CK: I think we did the amount that its generally done. There was defiantly the concern about money, and at that point we had zero money as it was before the Kickstarter we got going.
Were there any aspects that you changed, in order to maybe make it sell more and make back its budget?
DJ: We knew we wanted an R (15).
CK: We didn’t want to change anything. We didn’t make any concessions when it came to the ratings, we wanted an R and we got one.
DJ: We didn’t censor ourselves at all, but at the same time we weren’t trying to make anything like the sex scene more gratuitous than it is. We just wanted an accurate portrayal. We’re glad it isn’t an NC-17 though!
It was funny sat in the cinema when it came to the shower scene I mentioned, and when Michael first steps out the shower facing the camera and you hear the audience collectively go ‘oh’!
One thing I wanted to ask about was about the credits as there’s a sound effect where its multiple overlapping voices, almost like a second audience. Were all these lines written also?
CK: No. That was all done with Tom in post-production. So we went into the studio and I was in the booth having a conversation with him, he could hear me through the headphones and we were recording the responses. We just did a lot of that, and Tom just talked, then the editor pieced everything together into this sort of massive cacophony.
Were there any other audio tricks used in the film?
CK: We did the voice recording over black at the beginning, as a tip of the hat to the film’s theatre origins, but I don’t think…
DJ: There is one, actually! The original play had a foley artist live on stage to make all the sounds and we ended up using the same foley artist. They also did something fairly unique which is that they went to real locations to record some of the foley as opposed to a stage to get completely clean sound. So they went to actual hallways and hotel rooms.
CK: We wanted the sound to be dirty, like this place actually existed as opposed to the sanitized animation environment.
I was thinking while watching that I’ve never heard characters breathing so much in an animated film.
CK: That was something we paid a lot of attention to. We animated all the breathing, every odd mouth noise the actors made. Those are always cut out in typical animation so leaving them in is fun.
Keeping with the audio theme there are lots of little songs dotted throughout the film, were there were different choices at any point?
CK: Originally the song Lisa sings was ‘My Heart Will Go On’ in the play, but we couldn’t get the rights to that so we had to find something else, but that lead us to something better we all think. Everything else was the same in terms of music, except for the song that Tom sings which we created for the film. The Japanese folk song was also sung by Jennifer so that’s interesting.

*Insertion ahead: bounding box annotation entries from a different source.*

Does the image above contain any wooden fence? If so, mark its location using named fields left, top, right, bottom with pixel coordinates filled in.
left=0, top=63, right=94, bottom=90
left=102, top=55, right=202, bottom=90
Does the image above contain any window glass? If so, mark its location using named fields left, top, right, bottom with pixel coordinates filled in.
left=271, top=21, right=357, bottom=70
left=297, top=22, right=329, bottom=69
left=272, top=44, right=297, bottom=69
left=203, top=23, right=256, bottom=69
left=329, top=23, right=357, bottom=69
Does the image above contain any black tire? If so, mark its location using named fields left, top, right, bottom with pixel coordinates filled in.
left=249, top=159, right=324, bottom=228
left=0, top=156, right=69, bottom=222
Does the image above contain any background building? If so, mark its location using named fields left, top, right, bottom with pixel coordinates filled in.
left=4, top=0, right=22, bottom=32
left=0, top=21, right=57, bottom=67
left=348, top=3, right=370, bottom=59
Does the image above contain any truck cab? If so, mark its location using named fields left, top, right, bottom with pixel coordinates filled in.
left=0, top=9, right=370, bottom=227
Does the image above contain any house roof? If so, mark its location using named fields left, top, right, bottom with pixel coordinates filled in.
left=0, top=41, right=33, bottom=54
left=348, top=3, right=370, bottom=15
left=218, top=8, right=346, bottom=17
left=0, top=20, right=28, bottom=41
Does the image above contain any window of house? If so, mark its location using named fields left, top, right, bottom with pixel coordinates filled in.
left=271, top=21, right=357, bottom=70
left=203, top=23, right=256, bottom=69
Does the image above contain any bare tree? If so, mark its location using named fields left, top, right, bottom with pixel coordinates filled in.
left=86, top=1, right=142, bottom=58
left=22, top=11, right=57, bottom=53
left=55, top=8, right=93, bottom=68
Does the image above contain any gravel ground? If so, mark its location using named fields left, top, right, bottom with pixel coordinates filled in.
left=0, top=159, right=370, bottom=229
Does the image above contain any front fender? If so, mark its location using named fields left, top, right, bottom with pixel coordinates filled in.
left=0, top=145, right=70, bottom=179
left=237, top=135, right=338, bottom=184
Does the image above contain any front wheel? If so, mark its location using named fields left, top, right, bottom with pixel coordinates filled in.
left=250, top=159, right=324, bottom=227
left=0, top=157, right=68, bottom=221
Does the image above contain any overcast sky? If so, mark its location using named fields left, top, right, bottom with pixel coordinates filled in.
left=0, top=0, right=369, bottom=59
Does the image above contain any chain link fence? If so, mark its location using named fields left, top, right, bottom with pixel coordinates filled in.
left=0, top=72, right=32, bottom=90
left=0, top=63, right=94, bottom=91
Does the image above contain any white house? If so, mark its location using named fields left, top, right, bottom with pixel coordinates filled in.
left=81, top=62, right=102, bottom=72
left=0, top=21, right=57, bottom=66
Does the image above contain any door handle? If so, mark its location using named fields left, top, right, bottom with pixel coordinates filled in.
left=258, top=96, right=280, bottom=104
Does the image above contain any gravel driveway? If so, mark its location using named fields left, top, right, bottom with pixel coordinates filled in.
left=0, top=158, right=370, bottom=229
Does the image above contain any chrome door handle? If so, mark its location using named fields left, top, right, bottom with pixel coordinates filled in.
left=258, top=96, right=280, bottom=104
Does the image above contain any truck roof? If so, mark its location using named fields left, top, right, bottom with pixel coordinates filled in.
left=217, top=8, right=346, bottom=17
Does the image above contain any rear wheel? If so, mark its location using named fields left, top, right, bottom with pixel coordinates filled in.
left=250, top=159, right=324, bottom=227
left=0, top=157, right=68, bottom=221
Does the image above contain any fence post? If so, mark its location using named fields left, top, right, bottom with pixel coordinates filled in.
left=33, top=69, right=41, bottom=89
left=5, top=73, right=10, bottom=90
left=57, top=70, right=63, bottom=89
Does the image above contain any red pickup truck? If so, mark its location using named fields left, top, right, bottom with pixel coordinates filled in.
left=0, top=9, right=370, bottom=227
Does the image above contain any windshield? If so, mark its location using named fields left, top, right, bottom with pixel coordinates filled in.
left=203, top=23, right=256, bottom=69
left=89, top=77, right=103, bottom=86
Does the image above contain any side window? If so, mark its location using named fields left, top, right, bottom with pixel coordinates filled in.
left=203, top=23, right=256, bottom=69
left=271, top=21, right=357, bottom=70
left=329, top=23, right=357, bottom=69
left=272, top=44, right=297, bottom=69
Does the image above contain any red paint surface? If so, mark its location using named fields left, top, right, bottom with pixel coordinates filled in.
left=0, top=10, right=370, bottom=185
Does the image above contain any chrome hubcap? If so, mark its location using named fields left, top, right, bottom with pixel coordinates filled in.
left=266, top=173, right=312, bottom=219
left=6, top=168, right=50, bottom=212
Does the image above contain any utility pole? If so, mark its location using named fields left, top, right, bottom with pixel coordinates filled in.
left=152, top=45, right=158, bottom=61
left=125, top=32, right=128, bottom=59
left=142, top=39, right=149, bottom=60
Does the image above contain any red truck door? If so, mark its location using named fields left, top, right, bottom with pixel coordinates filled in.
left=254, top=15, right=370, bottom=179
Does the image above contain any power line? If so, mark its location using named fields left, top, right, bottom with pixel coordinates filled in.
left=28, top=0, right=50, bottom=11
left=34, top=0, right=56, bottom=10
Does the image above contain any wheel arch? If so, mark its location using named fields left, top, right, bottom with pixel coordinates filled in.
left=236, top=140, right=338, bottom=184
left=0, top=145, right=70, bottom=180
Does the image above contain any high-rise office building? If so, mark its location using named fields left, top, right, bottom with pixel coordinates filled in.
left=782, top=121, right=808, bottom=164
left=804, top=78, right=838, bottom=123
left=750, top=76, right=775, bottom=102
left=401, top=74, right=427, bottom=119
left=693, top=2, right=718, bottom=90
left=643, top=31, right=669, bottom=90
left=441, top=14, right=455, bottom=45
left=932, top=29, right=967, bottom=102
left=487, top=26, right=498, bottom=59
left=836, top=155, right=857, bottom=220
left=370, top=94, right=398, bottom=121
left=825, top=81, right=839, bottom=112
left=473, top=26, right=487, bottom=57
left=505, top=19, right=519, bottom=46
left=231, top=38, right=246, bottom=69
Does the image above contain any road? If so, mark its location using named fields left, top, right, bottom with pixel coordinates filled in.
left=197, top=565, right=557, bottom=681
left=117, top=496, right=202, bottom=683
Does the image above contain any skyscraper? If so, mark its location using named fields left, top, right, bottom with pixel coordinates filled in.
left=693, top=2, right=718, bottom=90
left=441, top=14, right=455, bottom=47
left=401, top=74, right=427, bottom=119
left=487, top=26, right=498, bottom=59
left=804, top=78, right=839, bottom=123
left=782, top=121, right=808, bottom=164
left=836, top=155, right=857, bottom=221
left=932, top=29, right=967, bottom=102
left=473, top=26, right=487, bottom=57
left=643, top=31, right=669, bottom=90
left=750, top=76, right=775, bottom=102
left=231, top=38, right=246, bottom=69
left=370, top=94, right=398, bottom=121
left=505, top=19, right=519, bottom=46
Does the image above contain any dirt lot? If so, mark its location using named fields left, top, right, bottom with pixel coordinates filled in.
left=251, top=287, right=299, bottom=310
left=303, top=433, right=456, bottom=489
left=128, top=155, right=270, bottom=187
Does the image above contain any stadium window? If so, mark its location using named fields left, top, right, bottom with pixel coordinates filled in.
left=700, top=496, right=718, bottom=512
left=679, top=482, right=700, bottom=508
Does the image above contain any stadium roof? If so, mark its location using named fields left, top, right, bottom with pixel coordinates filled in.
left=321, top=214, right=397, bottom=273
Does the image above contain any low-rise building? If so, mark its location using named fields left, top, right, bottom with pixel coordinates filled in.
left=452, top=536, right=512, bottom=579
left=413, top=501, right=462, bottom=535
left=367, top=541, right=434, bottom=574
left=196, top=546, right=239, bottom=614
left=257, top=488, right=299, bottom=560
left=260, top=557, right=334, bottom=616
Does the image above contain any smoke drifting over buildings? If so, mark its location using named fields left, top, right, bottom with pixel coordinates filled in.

As a final question I wanted to ask about what you said in another interview about breaking the cycle of media. So the idea that people make films that are easy to consume and that in turn leads to yet even more films that are easy to consume, etc. I was wondering if there were any filmmakers, animators, or writers, that you feel are helping to break this?
DJ: Don Hertzfeldt?
CK: Yeah we like Don Herztfeldt.
DJ: It’s a struggle.
CK: Yeah its definitely a struggle for creators to try and free themselves from the industry. It’s very expensive to make movies as well as very difficult, especially if they’re eccentric. I mean he does all his work himself so I guess that makes it cheaper.
DJ: The thing about Don’s stuff is that it feels very consumable to me. I dunno. It’s very funny, its entertaining… Its not like it’s a difficult film to watch or anything. I guess what I’m trying to say is, along with our film, I think if a wide audience went to see it, like if you could force them all to watch it, I think they’d genuinely enjoy it – but theres sorta this stigma.
CK: Or if they could get over the idea of what animation is ‘supposed’ to look like. I mean its not really Disney.
And I suppose in this area of the world animation is definitely marketed as something just for children.
CK: And very polished too. Which is especially not true for Don’s work, which is what gives it it’s energy really!